In a late Valentine’s Day present to stakeholders, shares of Zale Corp. (ZLC) are soaring on massive volume in Wednesday trading after the jewelry company agreed to be acquired by bigger rival Signet Jewelers Ltd. (SIG) for $690 million in cash to create a retail powerhouse in North America and Canada. The combined company will have more than 3,000 stores generating about $6.2 billion in annual sales.
Per the agreement, Signet will acquire all of the outstanding shares of Zale for $21 per share in cash, representing 41 percent premium to the Tuesday closing price of ZLC stock of $14.91. Including debt, the deal has an enterprise value of $1.4 billion.
Golden Gate Capital, which owns about 22 percent of Zale’s stock, has agreed to support the acquisition.
Zale Corporation, a 90-year-old, Dallas-based specialty retailer of diamond and other jewelry products, operates approximately 1,680 retail locations throughout the United States, Canada and Puerto Rico, as well as online. Brands under Zale’s umbrella include Zales Jewelers, Zales Outlet, Gordon's Jewelers, Peoples Jewellers, Mappins Jewellers and Piercing Pagoda.
Bermuda-based Signet is the largest specialty jewelry retailer in the U.S. and United Kingdom, with more than 1,400 stores in all 50 states.
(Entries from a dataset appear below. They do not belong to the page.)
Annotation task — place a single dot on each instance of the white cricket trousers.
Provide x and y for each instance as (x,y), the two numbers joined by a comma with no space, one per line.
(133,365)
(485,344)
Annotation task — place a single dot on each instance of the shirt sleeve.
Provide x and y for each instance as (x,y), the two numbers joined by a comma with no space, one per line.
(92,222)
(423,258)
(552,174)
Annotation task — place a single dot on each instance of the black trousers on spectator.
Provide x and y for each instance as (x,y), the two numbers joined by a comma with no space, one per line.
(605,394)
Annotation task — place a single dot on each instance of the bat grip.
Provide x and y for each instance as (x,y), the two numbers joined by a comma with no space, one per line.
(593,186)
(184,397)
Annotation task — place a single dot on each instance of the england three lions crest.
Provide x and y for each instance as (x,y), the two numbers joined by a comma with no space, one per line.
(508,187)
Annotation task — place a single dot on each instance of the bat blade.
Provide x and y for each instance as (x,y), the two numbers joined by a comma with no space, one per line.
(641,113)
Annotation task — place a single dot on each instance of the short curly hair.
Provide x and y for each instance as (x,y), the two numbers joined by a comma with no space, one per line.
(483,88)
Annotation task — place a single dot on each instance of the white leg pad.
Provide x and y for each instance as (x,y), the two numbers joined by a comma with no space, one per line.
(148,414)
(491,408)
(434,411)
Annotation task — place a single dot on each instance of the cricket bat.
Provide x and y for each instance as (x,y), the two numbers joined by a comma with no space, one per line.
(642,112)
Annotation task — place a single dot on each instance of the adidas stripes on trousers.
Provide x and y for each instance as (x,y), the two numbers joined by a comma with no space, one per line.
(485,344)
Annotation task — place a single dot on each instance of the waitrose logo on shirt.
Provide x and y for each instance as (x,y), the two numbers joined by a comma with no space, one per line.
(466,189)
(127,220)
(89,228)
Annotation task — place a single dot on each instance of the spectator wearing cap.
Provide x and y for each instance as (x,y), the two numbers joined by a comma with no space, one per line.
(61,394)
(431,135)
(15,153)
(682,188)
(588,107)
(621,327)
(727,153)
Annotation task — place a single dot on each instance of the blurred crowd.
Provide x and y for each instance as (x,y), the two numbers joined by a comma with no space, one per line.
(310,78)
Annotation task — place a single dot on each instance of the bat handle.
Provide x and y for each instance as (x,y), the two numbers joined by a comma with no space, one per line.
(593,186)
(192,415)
The best-known U.S. brands for Signet are Kay Jewelers and Jared The Galleria of Jewelry. In Britain, the company operates more than 500 stores, mostly under the H.Samuel and Ernest Jones monikers.
Excluding one-time costs, the acquisition is expected to be high single-digit percentage accretive to earnings in the first full fiscal year upon completion of the transaction. The merger is expected to generate synergistic savings of approximately $100 million annually.
No expected date for the closing of the transaction was offered and is still subject to shareholder and regulatory approvals.
"Having successfully completed our multi-year turnaround program to return to profitability, Signet's operating strengths will enable us to accelerate Zale's performance improvement for the benefit of our current and future guests," commented Theo Killion, chief executive of Zale, in a statement today. Killion will stay on board to run the Zale division, reporting to Mike Barnes, CEO of Signet.
Zale was hit hard by the Great Recession five years ago, but launched a restructuring plan in 2010 that included closing stores and letting go of employees that subsequently resulted in a recent return to operating in the black in 2013.
"This transformational acquisition further diversifies our businesses and extends our international footprint, opening the door to greater growth and innovation across the enterprise," stated Barnes.
Shares of ZLC have hopped ahead by 40.1 percent to near the buyout price. SIG stock isn’t too shabby either on the engagement news, surging 16.75 percent to an all-time high of $92.55 in Wednesday morning action.